Understanding the limits of fossil fuels and the role of renewable energy supply is central to debates about transitions to more renewable energy. The Union of Concerned Scientists has provided plenty of reasons to avoid an over-reliance on natural gas, so the questions about how to replace gas with renewable energy are very important.
Will building more windfarms mean less need for natural gas and natural gas pipelines? Yes. Wind in winter is a very good means to reduce the use of natural gas and the need for gas pipelines.
Some claim the existing gas pipeline system is inadequate for our wintertime energy needs because of the recent increased use of natural gas (methane) as fuel for power plants making electricity. The crunch comes in winter, and shows as a gas pipeline shortfall in the Northeast because the majority of gas pipeline capacity is committed to home heating and other customers of the gas utilities. Without the addition of renewable energy in winter, the gas power plants will compete with the demand from gas utilities’ residential and business customers.
Wind blowing offshore New England just gets stronger in winter.
Fortunately, we have a great new industry arriving in the Northeast and Mid-Atlantic to address this issue under development: offshore wind.
There’s strong policy support for well-financed offshore wind in the Northeast, and that turns out to be a great replacement for gas used by power plants in winter.
We know this with some very specific information from a serious authority. The independent grid operator in New England, ISO-NE, recently published an estimate of how New England states’ commitments to building wind offshore would have produced energy and replaced natural gas.
Specifically, ISO-NE look at wind data, electric demand and natural gas used in power plants for the cold weather period of December 24 2017 through January 8, 2018.
This provides some impressive results. If 800 MW of offshore wind (the amount currently in permitting for delivery to Massachusetts), were in place, the ISO-NE study found, that amount alone would have avoided 9% of the natural gas used for electricity generation in that period. The offshore windfarms’ production in that cold snap would have been 70% of their potential, dramatically higher than the ~18% value used in most ISO planning efforts.
While that 70% figure was impressive, the concept isn’t news to us at UCS. We’ve convinced grid operators and FERC that reliability estimates for winter underestimate the reliability benefits available from wind.

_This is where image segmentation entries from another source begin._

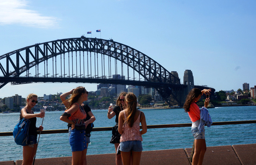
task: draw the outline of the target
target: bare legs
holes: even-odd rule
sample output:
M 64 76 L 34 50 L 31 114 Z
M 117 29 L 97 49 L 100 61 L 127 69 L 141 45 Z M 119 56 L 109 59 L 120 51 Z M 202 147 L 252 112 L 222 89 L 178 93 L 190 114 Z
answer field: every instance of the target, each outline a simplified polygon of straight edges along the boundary
M 72 165 L 83 165 L 87 152 L 87 149 L 81 151 L 72 152 Z
M 37 144 L 34 145 L 34 147 L 29 147 L 28 145 L 23 146 L 23 160 L 22 165 L 32 165 L 33 164 L 34 157 L 36 153 Z
M 192 159 L 192 165 L 201 165 L 203 164 L 205 151 L 206 151 L 205 139 L 195 139 L 195 151 Z
M 117 147 L 119 145 L 120 143 L 115 143 L 115 148 L 116 148 L 116 150 L 117 149 Z M 122 157 L 121 157 L 120 154 L 116 155 L 116 165 L 122 165 Z
M 88 149 L 88 145 L 89 143 L 86 143 L 87 145 L 87 149 Z M 87 153 L 87 149 L 85 149 L 85 158 L 84 159 L 84 165 L 87 165 L 87 160 L 86 159 L 86 154 Z
M 140 162 L 141 153 L 142 151 L 121 151 L 123 164 L 124 165 L 139 165 Z M 132 157 L 132 159 L 131 159 L 131 157 Z M 131 163 L 131 161 L 132 161 L 132 163 Z

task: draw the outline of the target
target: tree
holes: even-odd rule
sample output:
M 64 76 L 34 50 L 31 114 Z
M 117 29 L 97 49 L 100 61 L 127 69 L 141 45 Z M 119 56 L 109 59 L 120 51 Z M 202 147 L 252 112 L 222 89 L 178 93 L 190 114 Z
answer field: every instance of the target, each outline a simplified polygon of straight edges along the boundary
M 243 98 L 240 101 L 241 104 L 243 105 L 246 104 L 247 102 L 250 102 L 250 99 L 248 98 Z

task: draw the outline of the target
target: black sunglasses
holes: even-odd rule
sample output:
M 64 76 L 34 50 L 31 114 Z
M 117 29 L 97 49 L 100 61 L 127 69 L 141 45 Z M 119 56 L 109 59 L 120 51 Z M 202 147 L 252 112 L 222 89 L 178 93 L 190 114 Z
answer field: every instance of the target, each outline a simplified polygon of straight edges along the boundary
M 29 99 L 29 100 L 30 100 L 30 99 Z M 33 103 L 33 102 L 35 102 L 35 104 L 37 104 L 37 103 L 38 103 L 38 101 L 35 101 L 35 100 L 31 100 L 31 102 L 32 102 L 32 103 Z

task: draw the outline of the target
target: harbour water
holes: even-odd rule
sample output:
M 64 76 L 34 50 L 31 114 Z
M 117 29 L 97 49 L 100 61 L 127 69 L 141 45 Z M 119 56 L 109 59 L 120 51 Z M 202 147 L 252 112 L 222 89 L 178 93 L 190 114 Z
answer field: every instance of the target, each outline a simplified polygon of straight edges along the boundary
M 188 114 L 182 108 L 141 110 L 145 114 L 148 125 L 191 123 Z M 95 127 L 114 125 L 115 117 L 108 119 L 107 111 L 92 111 L 96 118 L 94 122 Z M 256 106 L 220 107 L 209 109 L 209 111 L 213 122 L 254 120 L 256 119 Z M 44 130 L 67 129 L 67 124 L 59 120 L 62 113 L 60 111 L 47 112 L 43 124 Z M 19 116 L 19 113 L 0 114 L 1 132 L 12 132 L 17 123 Z M 42 121 L 42 119 L 37 118 L 37 127 Z M 206 127 L 207 145 L 256 143 L 256 138 L 247 138 L 256 137 L 256 125 L 253 124 Z M 114 153 L 113 145 L 109 143 L 111 134 L 110 131 L 92 132 L 87 154 Z M 143 151 L 191 148 L 193 141 L 189 127 L 148 129 L 143 138 Z M 37 157 L 70 156 L 68 139 L 67 133 L 41 135 Z M 0 137 L 0 146 L 4 148 L 0 151 L 1 161 L 22 159 L 22 147 L 16 145 L 12 136 Z

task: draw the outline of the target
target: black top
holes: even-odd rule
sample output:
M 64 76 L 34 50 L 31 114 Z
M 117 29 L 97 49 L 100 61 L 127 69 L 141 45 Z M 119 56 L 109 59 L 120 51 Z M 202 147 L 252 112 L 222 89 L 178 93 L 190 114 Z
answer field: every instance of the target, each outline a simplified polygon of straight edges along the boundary
M 118 122 L 118 117 L 119 117 L 119 113 L 120 113 L 120 112 L 122 110 L 123 110 L 122 107 L 120 108 L 120 106 L 116 106 L 114 107 L 113 109 L 113 112 L 116 113 L 116 122 Z
M 29 113 L 28 112 L 28 110 L 26 109 L 26 111 L 27 113 Z M 32 110 L 31 110 L 31 111 L 32 111 L 32 114 L 34 114 L 34 112 Z M 30 121 L 30 124 L 29 125 L 29 135 L 37 135 L 37 128 L 35 126 L 36 117 L 33 117 L 29 119 Z

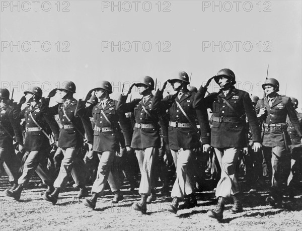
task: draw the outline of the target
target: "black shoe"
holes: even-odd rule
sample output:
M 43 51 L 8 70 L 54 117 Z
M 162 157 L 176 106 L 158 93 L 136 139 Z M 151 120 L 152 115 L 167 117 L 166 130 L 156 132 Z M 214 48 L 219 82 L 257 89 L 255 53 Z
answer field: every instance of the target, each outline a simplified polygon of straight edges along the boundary
M 124 196 L 121 194 L 120 191 L 114 192 L 114 197 L 112 202 L 114 203 L 118 203 L 124 199 Z
M 168 208 L 168 211 L 176 214 L 177 213 L 179 203 L 179 198 L 178 197 L 174 197 L 172 203 L 169 205 Z
M 93 193 L 90 199 L 85 199 L 83 200 L 83 204 L 86 207 L 94 209 L 96 207 L 97 201 L 98 200 L 98 194 Z
M 42 199 L 51 202 L 52 204 L 54 205 L 58 201 L 58 197 L 59 196 L 59 193 L 60 193 L 60 188 L 55 188 L 54 191 L 52 193 L 49 195 L 47 195 L 46 194 L 43 194 L 42 196 Z
M 89 196 L 88 190 L 87 190 L 86 187 L 84 187 L 80 189 L 80 192 L 79 192 L 78 195 L 76 196 L 76 197 L 81 199 L 83 198 L 83 197 L 88 197 L 88 196 Z
M 225 200 L 225 198 L 224 197 L 219 197 L 216 207 L 213 210 L 210 209 L 206 213 L 208 216 L 218 221 L 222 220 L 223 218 Z
M 5 191 L 5 195 L 10 197 L 13 197 L 16 200 L 19 200 L 21 197 L 21 192 L 24 188 L 22 185 L 19 185 L 15 190 L 10 191 L 7 190 Z
M 140 202 L 139 203 L 134 203 L 132 205 L 132 207 L 136 211 L 139 211 L 142 213 L 145 213 L 147 211 L 147 195 L 146 194 L 141 194 Z

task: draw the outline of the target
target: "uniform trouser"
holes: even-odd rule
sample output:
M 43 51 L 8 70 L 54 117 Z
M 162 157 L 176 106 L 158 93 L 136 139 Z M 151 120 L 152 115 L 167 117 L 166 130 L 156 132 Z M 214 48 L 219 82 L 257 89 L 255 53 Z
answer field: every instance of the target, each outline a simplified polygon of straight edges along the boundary
M 5 147 L 0 147 L 0 164 L 3 165 L 8 174 L 10 181 L 17 183 L 21 173 L 21 162 L 15 153 L 13 144 Z
M 97 179 L 91 189 L 93 193 L 97 193 L 99 196 L 102 196 L 101 194 L 105 189 L 107 181 L 112 192 L 120 189 L 121 182 L 118 169 L 120 166 L 114 165 L 115 154 L 115 151 L 98 153 L 100 163 L 98 167 Z
M 175 157 L 177 157 L 175 163 L 176 180 L 171 192 L 172 197 L 183 199 L 185 196 L 193 192 L 193 188 L 192 186 L 188 171 L 192 151 L 192 150 L 183 149 L 182 148 L 178 150 L 171 149 L 175 162 Z
M 296 187 L 302 180 L 302 146 L 290 145 L 291 153 L 290 174 L 287 179 L 287 184 L 290 187 Z
M 53 186 L 55 188 L 64 188 L 70 175 L 76 184 L 80 188 L 85 185 L 85 177 L 83 176 L 84 163 L 83 160 L 77 158 L 80 148 L 77 147 L 61 148 L 64 158 L 61 164 L 60 172 Z
M 150 195 L 151 189 L 155 186 L 153 185 L 152 171 L 154 169 L 154 161 L 158 155 L 158 148 L 153 147 L 135 150 L 141 175 L 138 190 L 138 193 L 140 194 Z
M 290 152 L 281 146 L 264 146 L 262 149 L 267 164 L 270 161 L 272 167 L 272 195 L 281 197 L 290 172 Z
M 237 165 L 241 149 L 237 147 L 229 148 L 215 148 L 221 174 L 217 184 L 215 196 L 230 197 L 240 192 L 240 186 L 237 178 Z
M 261 151 L 254 152 L 250 146 L 248 151 L 248 155 L 245 156 L 246 178 L 254 184 L 263 179 L 263 156 Z
M 47 159 L 45 150 L 27 151 L 23 157 L 25 161 L 22 175 L 18 180 L 19 184 L 26 187 L 35 171 L 41 179 L 47 185 L 52 186 L 53 179 L 47 169 Z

UCS described in comments to FERC that physics dictates that power from wind turbines (and some other generators) is greater in colder weather because colder air is heavier. For the same windspeed, colder air will produce more power from the turbine and thus more energy.
Data for the tens of thousands of existing land-based US wind turbines bear this out. Wind assessments and windfarm production tend to show higher production in winter than in summer. Wherever windfarms are built in the U.S., the total need for natural gas goes down. The arrival of offshore wind in the more densely populated East Coast offers this region a lot of renewable energy, and skilled jobs in the construction and operations.
Debates over how to supplement the energy supply can not overlook wind. The details of gas vs. wind are much more critical. The gas industry has its own dynamics, and investments in gas can lock in decisions and climate impacts for decades. States along the East Coast have made the choice for new supplies from offshore wind. Now we have an alternative to gas that is renewable and carbon-free. Let’s get this alternative up and running.